それぞれ、数年おきに発生して、世界のあちこちで異常気象を起こすといわれています。 ラニーニャ現象が2010年に日本で発生した際の様々な被害や影響 健康被害
大量の熱中症患者が発生した。
農作物
野菜の種類によっては、収穫の時期が変化したりして値段が上がった。
海産物
海水温が上がったことで、比較的涼しい環境を好む養殖の貝類がたくさん死んでしまった。
樹木
樹木の種類によっては大量の花粉が飛散した。
飲料、お菓子
ビールやアイスキャンデーなどが飛ぶように売れた。 ラニーニャ現象における熱中症で注意すべきポイント 注意ポイント
猛暑のため、日中の外出の時の日よけや暑さによる脱水に注意が必要です。
対策
こまめな水分補給や、熱を逃がす風通しの良い服装を心がけるようにしましょう。 冬場のラニーニャ現象で考えられる体調不良 今年危惧されているように、冬場にラニーニャ現象が持続すると日本は厳冬になる傾向があります。

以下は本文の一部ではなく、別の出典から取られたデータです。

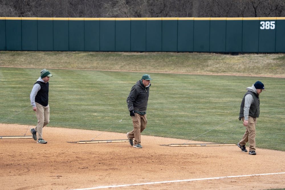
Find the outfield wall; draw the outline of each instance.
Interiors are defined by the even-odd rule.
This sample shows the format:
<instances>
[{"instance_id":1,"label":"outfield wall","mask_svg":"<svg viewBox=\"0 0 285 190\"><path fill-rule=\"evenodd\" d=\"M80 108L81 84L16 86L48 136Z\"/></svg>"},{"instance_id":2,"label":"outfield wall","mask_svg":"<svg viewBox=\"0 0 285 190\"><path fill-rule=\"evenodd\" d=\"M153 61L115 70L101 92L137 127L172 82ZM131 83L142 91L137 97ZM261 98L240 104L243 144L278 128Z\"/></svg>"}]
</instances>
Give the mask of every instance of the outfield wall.
<instances>
[{"instance_id":1,"label":"outfield wall","mask_svg":"<svg viewBox=\"0 0 285 190\"><path fill-rule=\"evenodd\" d=\"M0 50L285 52L285 17L0 17Z\"/></svg>"}]
</instances>

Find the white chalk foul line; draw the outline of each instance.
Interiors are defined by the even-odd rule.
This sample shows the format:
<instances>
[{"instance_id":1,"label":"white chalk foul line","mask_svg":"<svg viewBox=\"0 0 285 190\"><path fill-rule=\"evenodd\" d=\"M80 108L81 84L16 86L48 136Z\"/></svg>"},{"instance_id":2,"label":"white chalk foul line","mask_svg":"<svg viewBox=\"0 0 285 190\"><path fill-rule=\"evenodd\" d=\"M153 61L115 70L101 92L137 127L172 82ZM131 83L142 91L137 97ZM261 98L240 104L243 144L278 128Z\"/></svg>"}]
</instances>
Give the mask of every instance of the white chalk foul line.
<instances>
[{"instance_id":1,"label":"white chalk foul line","mask_svg":"<svg viewBox=\"0 0 285 190\"><path fill-rule=\"evenodd\" d=\"M174 180L171 181L157 181L156 182L150 182L147 183L134 183L133 184L126 184L125 185L109 185L108 186L99 186L95 187L86 188L84 189L78 189L73 190L89 190L89 189L106 189L114 187L119 187L127 186L135 186L136 185L151 185L152 184L157 184L158 183L173 183L176 182L183 182L184 181L199 181L200 180L207 180L208 179L217 179L224 178L232 178L233 177L246 177L250 176L258 176L259 175L275 175L279 174L285 174L285 172L280 173L261 173L260 174L253 174L251 175L235 175L233 176L226 176L223 177L208 177L207 178L200 178L198 179L182 179L181 180Z\"/></svg>"}]
</instances>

過去に、例年でも豪雪地帯として知られてきた日本海に面した地域の広範囲で大幅に降雪量が増えたこともあり、ラニーニャ現象にともなう気候変化には十分注意が必要です。
厳冬になると外に出る機会が減りますし、内外の温度差が大きくなると心臓系のトラブルの増加も懸念されます。 世界的に見たラニーニャ現象での健康被害

アジアの一部ではラニーニャ現象により気温が50℃にも上った地域もあり、こういった地域では路上で生活している人、クーラーのない環境におられる方などを中心に猛暑による熱中症の影響などで数多くの死者が出たものと思われます。 医師からのアドバイス ラニーニャ現象、エルニーニョ現象、どちらもすっかり耳新しくなくなった言葉ではあります。
今後こういった異常気象が現れる傾向は続くものと思われます。情報に留意して、十分に備えをしていきたいですね。